Claro, alguém poderia gravar o áudio, mas a qualidade ficaria prejudicada.
Neste universo paralelo, o combate à pirataria era rigoroso, então as músicas tinham ótima qualidade de som. Como o streaming e o download eram pagos, ninguém queria escutar gravações cheias de ruído.
Os verdadeiros fãs suportariam isso? Claro que não!
Por isso, muitos criaram grupos em aplicativos de mensagens, reunindo milhares de pessoas, todas fãs de “Céu Limpo”, mesmo que não fossem fãs de Lu Xiaosu. Todos os dias, cobravam que ele subisse a música.
“Então, suba logo! Dá pra ganhar uma grana boa!” incentivou Gordo Ye.
Na escola, todos sabiam que Lu Xiaosu e Gordo Ye eram inseparáveis. Hoje, uma colega pediu, tímida, para Gordo Ye perguntar se Lu Xiaosu subiria “Céu Limpo”. Gordo Ye, que nunca vira nada parecido, traiu a amizade revolucionária e passou a pressionar o amigo.
Na verdade, ele andava tão ocupado que esqueceu desse detalhe. O certo seria ter gravado a versão completa no estúdio já no dia seguinte ao sucesso viral de “Céu Limpo”, aproveitando o momento, quem sabe até entraria para a lista de lançamentos mais quentes.
E Gordo Ye tinha razão: era uma oportunidade de ganhar dinheiro.
Nesse universo, ouvir uma música custava dez centavos, baixar custava um real. Parece pouco, mas imagine milhões de reproduções e centenas de milhares de downloads.
Quanto custa gravar uma canção?
Vivemos na era do marketing, e até na Terra muitas músicas só faziam sucesso anos depois por acaso.
Mas “Céu Limpo” era diferente, tinha vantagem.
A divisão de lucros do aplicativo musical era por patamares; cantores independentes ficavam com um terço do valor, ou seja, a cada três downloads, recebiam um real.
Artistas de gravadoras ficavam com 60%, os mais famosos, até 70% ou mais!
E os grandes astros recebiam 95% dos lucros, com a plataforma ficando apenas simbolicamente com 5% para garantir exclusividade.
Um terço era pouco, mas Lu Xiaosu não tinha alternativa.
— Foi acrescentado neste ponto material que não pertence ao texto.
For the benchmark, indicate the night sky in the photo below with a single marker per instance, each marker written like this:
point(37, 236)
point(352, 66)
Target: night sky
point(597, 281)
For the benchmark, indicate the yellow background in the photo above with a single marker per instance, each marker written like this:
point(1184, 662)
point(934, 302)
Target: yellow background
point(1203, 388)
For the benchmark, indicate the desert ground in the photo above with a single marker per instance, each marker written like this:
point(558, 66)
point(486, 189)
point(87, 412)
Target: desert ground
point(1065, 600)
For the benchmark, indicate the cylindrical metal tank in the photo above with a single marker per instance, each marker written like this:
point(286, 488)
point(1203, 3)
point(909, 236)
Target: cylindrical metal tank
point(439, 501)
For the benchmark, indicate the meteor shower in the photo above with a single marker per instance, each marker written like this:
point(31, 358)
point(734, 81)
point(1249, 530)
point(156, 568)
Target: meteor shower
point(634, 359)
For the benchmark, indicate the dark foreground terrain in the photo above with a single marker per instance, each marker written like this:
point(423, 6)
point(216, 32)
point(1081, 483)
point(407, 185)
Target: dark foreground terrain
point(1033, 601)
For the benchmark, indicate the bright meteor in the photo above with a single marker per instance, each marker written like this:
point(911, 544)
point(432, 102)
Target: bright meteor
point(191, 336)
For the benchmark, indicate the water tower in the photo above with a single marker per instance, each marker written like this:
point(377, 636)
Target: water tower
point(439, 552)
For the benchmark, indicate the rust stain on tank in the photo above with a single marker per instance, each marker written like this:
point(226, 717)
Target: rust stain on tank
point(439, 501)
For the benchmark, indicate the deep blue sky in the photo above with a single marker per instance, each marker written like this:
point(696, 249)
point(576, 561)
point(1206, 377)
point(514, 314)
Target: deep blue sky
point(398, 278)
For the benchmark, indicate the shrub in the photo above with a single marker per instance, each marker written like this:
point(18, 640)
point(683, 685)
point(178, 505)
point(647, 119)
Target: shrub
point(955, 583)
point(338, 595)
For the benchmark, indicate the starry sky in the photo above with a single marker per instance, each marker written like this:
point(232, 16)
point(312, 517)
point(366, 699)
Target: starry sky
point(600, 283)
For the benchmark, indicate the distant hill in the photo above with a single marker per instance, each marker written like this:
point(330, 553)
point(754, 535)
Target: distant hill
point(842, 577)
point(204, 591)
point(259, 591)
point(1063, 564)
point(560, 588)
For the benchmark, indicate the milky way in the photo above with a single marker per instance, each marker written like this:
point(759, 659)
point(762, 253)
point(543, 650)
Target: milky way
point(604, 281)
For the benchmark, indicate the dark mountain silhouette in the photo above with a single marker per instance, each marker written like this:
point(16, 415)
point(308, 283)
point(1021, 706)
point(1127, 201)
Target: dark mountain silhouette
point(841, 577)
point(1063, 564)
Apesar de um sucesso viral, ainda era só um fenômeno da internet.
O público adorar ouvir não significava que pagaria por isso. O mercado é que manda, e tudo depende da resposta dele.
Depois de devorar rapidamente o peixe apimentado, Lu Xiaosu limpou a boca e decidiu: “Gordo, amanhã vamos ao estúdio gravar a música!”